このコードでは、山田さんがリストにないため、else句が実行されます。もしリストに山田さんがいれば、breakで抜けるためelse句は実行されません。

リスト内包表記との関係

for文と密接に関連する機能として「リスト内包表記」があります。これは、for文を使った繰り返し処理を1行で記述し、新しいリストを生成する記法です。

リスト内包表記は、既存のリストから新しいリストを作成する際、コードを大幅に簡潔にできます。
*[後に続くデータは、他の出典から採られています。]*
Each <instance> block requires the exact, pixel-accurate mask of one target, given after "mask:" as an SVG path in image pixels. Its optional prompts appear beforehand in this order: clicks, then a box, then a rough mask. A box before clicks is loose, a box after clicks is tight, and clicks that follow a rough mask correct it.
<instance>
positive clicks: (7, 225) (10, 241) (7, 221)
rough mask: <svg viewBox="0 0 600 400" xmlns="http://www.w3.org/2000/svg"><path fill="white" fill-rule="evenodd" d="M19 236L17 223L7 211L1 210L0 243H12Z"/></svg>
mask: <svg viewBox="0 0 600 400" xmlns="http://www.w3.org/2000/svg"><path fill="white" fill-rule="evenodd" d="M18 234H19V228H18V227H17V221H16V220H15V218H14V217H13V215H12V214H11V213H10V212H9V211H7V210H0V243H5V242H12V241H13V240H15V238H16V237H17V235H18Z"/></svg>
例えば、数値のリストの各要素を2倍にした新しいリストを作る、といった処理が1行で記述できます。

# 通常のfor文
numbers = [1, 2, 3, 4, 5]
doubled = []
for num in numbers:
    doubled.append(num * 2)

# リスト内包表記 doubled = [num * 2 for num in numbers]
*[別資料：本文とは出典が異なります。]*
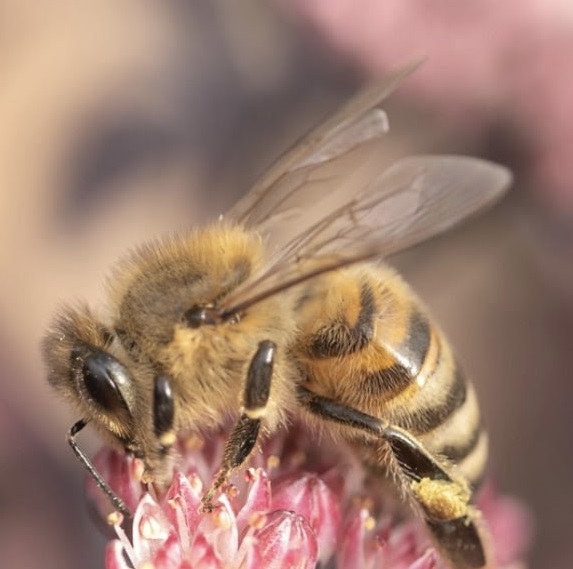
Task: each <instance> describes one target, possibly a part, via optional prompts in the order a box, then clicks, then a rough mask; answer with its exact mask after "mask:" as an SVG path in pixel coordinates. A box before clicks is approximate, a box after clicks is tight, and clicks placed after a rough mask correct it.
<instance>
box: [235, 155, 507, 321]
mask: <svg viewBox="0 0 573 569" xmlns="http://www.w3.org/2000/svg"><path fill="white" fill-rule="evenodd" d="M363 153H364V152H363V151H359V152H358V155H359V156H362V155H363ZM335 162H337V160H336V159H335V160H334V162H333V163H332V164H330V165H329V166H332V165H333V164H334V163H335ZM361 163H363V165H364V164H365V165H366V167H365V168H362V171H361V172H358V174H357V172H356V171H353V172H351V173H350V174H348V173H347V175H346V176H344V175H342V174H340V175H338V176H337V175H335V176H333V178H332V179H326V183H327V185H329V184H332V185H337V184H338V183H339V182H340V181H342V182H343V183H342V193H341V196H342V199H341V201H340V203H339V204H337V205H335V206H331V207H330V208H328V207H326V204H321V203H320V201H319V202H318V203H317V202H316V200H315V196H314V194H313V192H312V191H309V192H308V193H307V194H306V195H307V196H308V197H307V200H306V201H305V202H302V203H301V204H299V207H298V208H296V209H293V210H292V212H293V216H292V218H291V224H294V225H295V227H296V230H297V231H296V232H295V235H294V236H292V237H289V238H286V239H285V240H284V241H283V242H280V240H279V242H278V243H276V244H275V246H276V247H277V249H276V251H275V252H274V253H272V256H271V260H270V262H269V263H268V265H267V266H266V267H265V269H264V270H263V271H262V273H260V274H259V275H256V276H255V277H254V278H253V279H251V280H250V281H248V282H246V283H244V284H243V285H242V286H241V287H239V288H238V289H237V290H236V291H235V293H233V294H232V295H231V296H230V297H229V298H228V299H226V302H225V305H226V307H225V312H226V313H234V312H238V311H240V310H243V309H245V308H247V307H248V306H251V305H253V304H255V303H257V302H259V301H261V300H263V299H265V298H268V297H269V296H271V295H273V294H276V293H277V292H280V291H282V290H285V289H287V288H290V287H292V286H294V285H296V284H299V283H301V282H303V281H305V280H308V279H310V278H312V277H314V276H316V275H319V274H323V273H325V272H327V271H331V270H335V269H337V268H340V267H343V266H347V265H349V264H352V263H356V262H359V261H363V260H367V259H370V258H373V257H383V256H386V255H389V254H391V253H395V252H397V251H399V250H402V249H404V248H406V247H409V246H412V245H414V244H416V243H419V242H421V241H424V240H425V239H427V238H429V237H431V236H433V235H437V234H439V233H442V232H444V231H446V230H447V229H449V228H451V227H452V226H454V225H455V224H456V223H458V222H459V221H461V220H462V219H464V218H466V217H468V216H469V215H471V214H473V213H476V212H477V211H479V210H481V209H483V208H485V207H486V206H488V205H489V204H491V203H492V202H493V201H495V200H496V199H498V198H499V197H501V195H502V194H503V193H504V190H505V189H506V188H507V187H508V186H509V184H510V182H511V173H510V172H509V170H508V169H506V168H504V167H502V166H499V165H496V164H493V163H490V162H486V161H484V160H480V159H476V158H467V157H461V156H417V157H412V158H406V159H403V160H400V161H399V162H398V163H396V164H394V165H393V166H391V167H389V168H388V169H386V170H385V171H383V172H382V173H380V171H379V169H377V168H376V161H374V162H373V161H371V160H366V161H362V162H361ZM331 169H332V168H329V170H331ZM305 170H306V180H307V182H308V183H311V181H312V180H314V177H313V176H311V174H312V173H316V167H315V166H314V165H309V166H307V167H305V168H303V169H302V170H301V172H303V171H305ZM322 170H324V168H323V169H322ZM311 178H312V180H311ZM319 178H321V177H320V176H319ZM321 181H323V182H324V179H323V178H321ZM298 193H300V192H298ZM339 197H340V196H339ZM325 208H326V209H325ZM255 210H256V208H255ZM255 210H253V211H255ZM324 211H326V213H324ZM295 212H296V213H295ZM317 213H320V214H321V216H320V217H319V218H318V221H317V220H316V219H317V217H318V216H317V215H316V214H317ZM313 218H314V221H310V220H312V219H313Z"/></svg>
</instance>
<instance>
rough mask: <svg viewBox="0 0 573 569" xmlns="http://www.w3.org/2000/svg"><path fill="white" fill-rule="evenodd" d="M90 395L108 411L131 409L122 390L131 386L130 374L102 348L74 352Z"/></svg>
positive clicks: (83, 385)
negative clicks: (80, 351)
mask: <svg viewBox="0 0 573 569" xmlns="http://www.w3.org/2000/svg"><path fill="white" fill-rule="evenodd" d="M72 358H73V359H74V361H76V362H78V363H80V366H79V370H78V371H79V375H80V378H79V379H81V382H82V383H83V388H84V389H85V391H86V392H87V394H88V396H89V397H90V398H91V399H92V400H93V401H94V402H95V403H96V404H97V405H99V406H100V407H101V408H102V410H104V411H107V412H108V413H117V412H120V411H125V410H127V411H129V408H128V405H127V402H126V400H125V398H124V397H123V395H122V391H125V390H128V389H129V387H130V383H131V382H130V379H129V374H128V372H127V370H126V369H125V367H124V366H123V365H122V364H121V363H120V362H118V361H117V360H116V359H115V358H114V357H113V356H111V355H109V354H107V353H106V352H103V351H101V350H89V351H88V352H87V353H86V352H84V353H83V354H78V353H75V354H72Z"/></svg>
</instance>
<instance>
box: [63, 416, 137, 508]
mask: <svg viewBox="0 0 573 569" xmlns="http://www.w3.org/2000/svg"><path fill="white" fill-rule="evenodd" d="M87 424H88V421H86V420H85V419H80V420H79V421H77V422H76V423H74V424H73V425H72V427H71V428H70V430H69V431H68V434H67V436H66V441H67V443H68V444H69V445H70V447H71V448H72V450H73V451H74V454H75V455H76V458H77V459H78V460H79V461H80V462H81V463H82V464H83V465H84V467H85V469H86V470H87V471H88V473H89V475H90V476H91V477H92V478H93V480H94V482H95V483H96V485H97V487H98V488H99V489H100V490H101V491H102V492H103V493H104V494H105V495H106V496H107V497H108V498H109V501H110V502H111V504H112V505H113V507H114V508H115V509H116V510H118V511H119V512H121V513H122V514H123V515H124V516H125V517H127V518H131V517H132V514H131V511H130V510H129V508H128V507H127V506H126V505H125V502H124V501H123V500H122V499H121V498H120V497H119V496H118V495H117V494H116V493H115V492H114V491H113V490H112V489H111V488H110V486H109V484H108V483H107V482H106V481H105V480H104V479H103V477H102V475H101V474H100V473H99V472H98V471H97V470H96V467H95V466H94V465H93V464H92V462H91V460H90V459H89V458H88V457H87V456H86V454H85V453H84V452H83V451H82V450H81V449H80V447H79V446H78V443H77V442H76V435H77V434H78V433H79V432H80V431H81V430H82V429H83V428H84V427H85V426H86V425H87Z"/></svg>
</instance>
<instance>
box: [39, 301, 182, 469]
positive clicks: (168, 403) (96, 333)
mask: <svg viewBox="0 0 573 569" xmlns="http://www.w3.org/2000/svg"><path fill="white" fill-rule="evenodd" d="M43 354H44V360H45V361H46V364H47V367H48V381H49V382H50V384H51V385H53V386H54V388H55V389H56V391H58V392H59V393H60V394H61V395H62V396H63V397H64V398H65V399H66V400H67V401H69V402H70V403H71V405H72V406H73V407H74V408H75V409H77V411H78V412H79V413H80V416H81V418H82V421H83V423H85V424H87V423H92V424H93V425H94V426H95V427H96V428H97V429H98V431H99V432H100V433H101V434H102V435H103V436H104V437H105V438H107V439H108V440H110V442H111V443H112V444H115V446H121V447H123V448H124V449H125V450H127V451H129V452H131V453H133V454H134V455H135V456H139V457H140V458H143V459H145V460H146V462H147V461H148V459H150V458H152V457H153V461H154V462H155V461H157V459H158V457H159V456H162V455H166V454H167V452H168V450H169V448H170V447H171V446H172V445H173V443H174V442H175V436H174V430H173V427H174V415H175V408H174V400H173V394H172V391H171V384H170V381H169V379H168V378H167V377H165V376H163V375H160V374H158V373H156V372H154V370H153V368H152V367H151V366H150V365H145V364H140V363H136V362H134V361H133V360H132V359H131V358H130V357H129V356H128V354H127V353H126V351H125V350H124V349H123V347H122V345H121V343H120V342H119V340H118V338H117V337H116V335H115V334H114V332H113V331H112V330H111V329H110V328H108V327H106V326H105V325H104V324H102V323H101V322H99V321H98V320H97V319H96V318H95V317H94V316H93V315H92V313H91V312H90V310H89V309H88V308H87V307H85V306H81V307H78V308H67V309H64V310H63V311H62V312H61V314H60V315H59V316H58V317H57V319H56V320H55V322H54V325H53V326H52V329H51V330H50V331H49V332H48V334H47V336H46V338H45V339H44V342H43Z"/></svg>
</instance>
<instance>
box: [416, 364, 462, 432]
mask: <svg viewBox="0 0 573 569" xmlns="http://www.w3.org/2000/svg"><path fill="white" fill-rule="evenodd" d="M438 365H439V363H438ZM438 373H439V371H438ZM453 373H454V380H453V382H452V384H451V385H450V389H449V391H448V394H447V395H446V397H445V399H444V401H443V402H442V403H438V404H437V405H434V406H433V407H429V408H427V409H424V411H423V415H422V416H421V417H420V421H419V424H418V425H416V432H417V433H418V434H423V433H428V432H430V431H433V430H434V429H437V428H438V427H439V426H440V425H442V424H443V423H444V422H445V421H446V420H447V419H448V418H449V417H451V416H452V415H453V414H454V413H455V412H456V411H457V410H458V409H459V408H460V407H461V406H462V405H463V404H464V403H465V402H466V398H467V395H468V385H467V380H466V377H465V375H464V373H463V371H462V370H461V368H460V367H459V365H458V364H457V363H456V364H455V370H454V372H453ZM430 380H431V378H430ZM439 380H440V378H434V381H439Z"/></svg>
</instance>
両者は同じ結果を生成しますが、リスト内包表記の方が簡潔で読みやすくなります。ただし、複雑な処理や複数行の処理が必要な場合は、通常のfor文を使用した方が可読性が高くなります。

よくあるエラーと対処法

for文を使い始めた初心者がよく遭遇するエラーとその対処法について解説します。

最も多いのが「IndentationError」です。これはインデントが正しくない場合に発生します。Pythonではインデントがコードの構造を決めるため、スペースとタブを混在させたり、インデントの深さが一致していなかったりするとエラーになります。エディタの設定で、タブをスペース4つに自動変換するようにしておくことをお勧めします。
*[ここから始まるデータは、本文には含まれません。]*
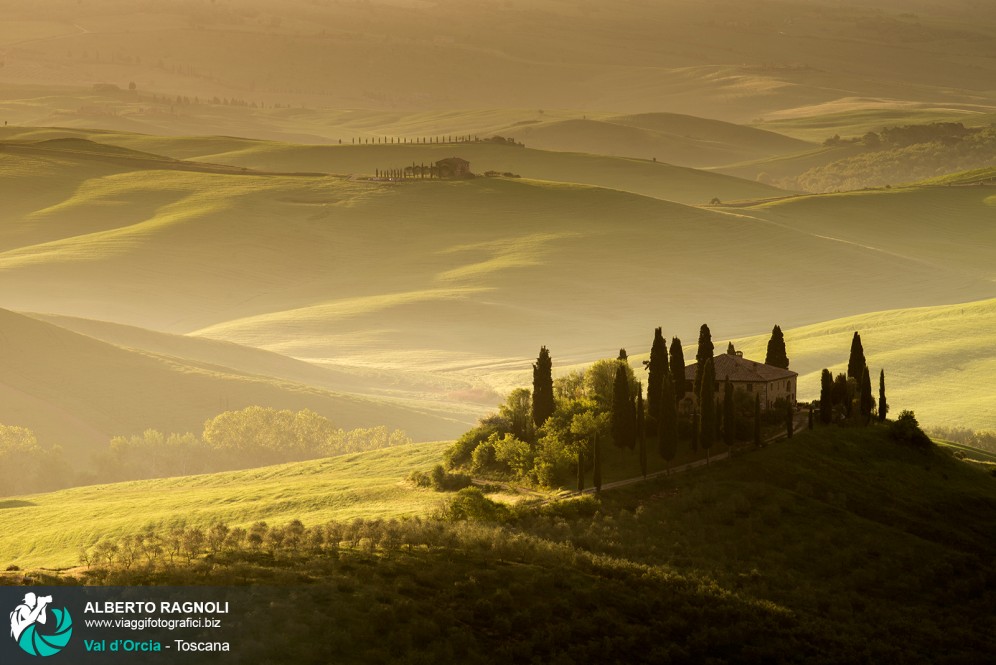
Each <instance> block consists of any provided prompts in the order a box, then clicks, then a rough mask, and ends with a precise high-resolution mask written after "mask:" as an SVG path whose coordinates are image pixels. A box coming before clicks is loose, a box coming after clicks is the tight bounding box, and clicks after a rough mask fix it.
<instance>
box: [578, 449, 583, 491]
mask: <svg viewBox="0 0 996 665" xmlns="http://www.w3.org/2000/svg"><path fill="white" fill-rule="evenodd" d="M583 491H584V450H579V451H578V492H583Z"/></svg>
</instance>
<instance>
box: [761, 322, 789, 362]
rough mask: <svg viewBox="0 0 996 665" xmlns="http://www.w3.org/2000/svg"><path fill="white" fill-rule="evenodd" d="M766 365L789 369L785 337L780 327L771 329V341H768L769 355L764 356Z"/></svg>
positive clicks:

次に多いのが「TypeError: ‘int’ object is not iterable」というエラーです。これは、イテラブルでないオブジェクト(例えば単なる整数)をfor文に渡した場合に発生します。例えば「for i in 5:」と書いてしまうケースです。正しくは「for i in range(5):」と記述する必要があります。

リストのインデックスを使った処理で「IndexError: list index out of range」が発生することもあります。これは、存在しないインデックスにアクセスしようとした場合のエラーです。len()関数でリストの長さを確認するか、直接要素を取り出す書き方に変更することで回避できます。

実践的な活用例

for文は様々な場面で活用できます。データ分析では、CSVファイルから読み込んだデータを1行ずつ処理する際に使用します。Webスクレイピングでは、複数のページを順番に取得して情報を収集する際に活用します。ファイル処理では、フォルダ内の複数ファイルを一括処理する場合などに使用します。

例えば、複数の生徒のテスト結果から、平均点を計算したり、合格者をカウントしたりする処理は、for文を使えば簡単に実装できます。合計点を求める変数を用意し、for文で各生徒の点数を加算していけば、最後に人数で割ることで平均が求められます。

ゲーム開発においても、複数の敵キャラクターの移動処理や衝突判定など、同じ処理を複数のオブジェクトに適用する際にfor文が活躍します。

パフォーマンスを考慮した使い方

大量のデータを処理する場合、for文の書き方次第でパフォーマンスが大きく変わることがあります。特に注意すべきは、ループの中で毎回実行する必要のない処理です。

例えば、リストの長さをlen()関数で取得する処理をループ内で行うと、毎回同じ計算が繰り返されてしまいます。このような固定値は、ループの外で一度だけ計算しておくべきです。また、ループ内で関数を呼び出す場合、その関数が重い処理であれば、結果をキャッシュする工夫も有効です。

大量のデータを扱う場合は、通常のリストの代わりにジェネレータを使用することも検討しましょう。ジェネレータは必要な時に必要な分だけデータを生成するため、メモリ効率が良くなります。

まとめ

Pythonのfor文は、繰り返し処理を実現する強力で柔軟な機能です。基本的な構文はシンプルですが、range関数、enumerate関数、辞書のitems()メソッドなど、様々な関数やメソッドと組み合わせることで、多様な処理を効率的に記述できます。

初心者の方は、まず基本的なリストの繰り返しから始めて、徐々にenumerate関数やbreak/continue文などの応用的な機能を習得していくことをお勧めします。実際にコードを書いて動かすことが、理解を深める最良の方法です。

for文をマスターすることは、Pythonプログラミングの基礎を固める上で非常に重要です。本記事で解説した内容を参考に、ぜひ様々なパターンのfor文を試してみてください。実践を重ねることで、自然と効率的なコードが書けるようになるはずです。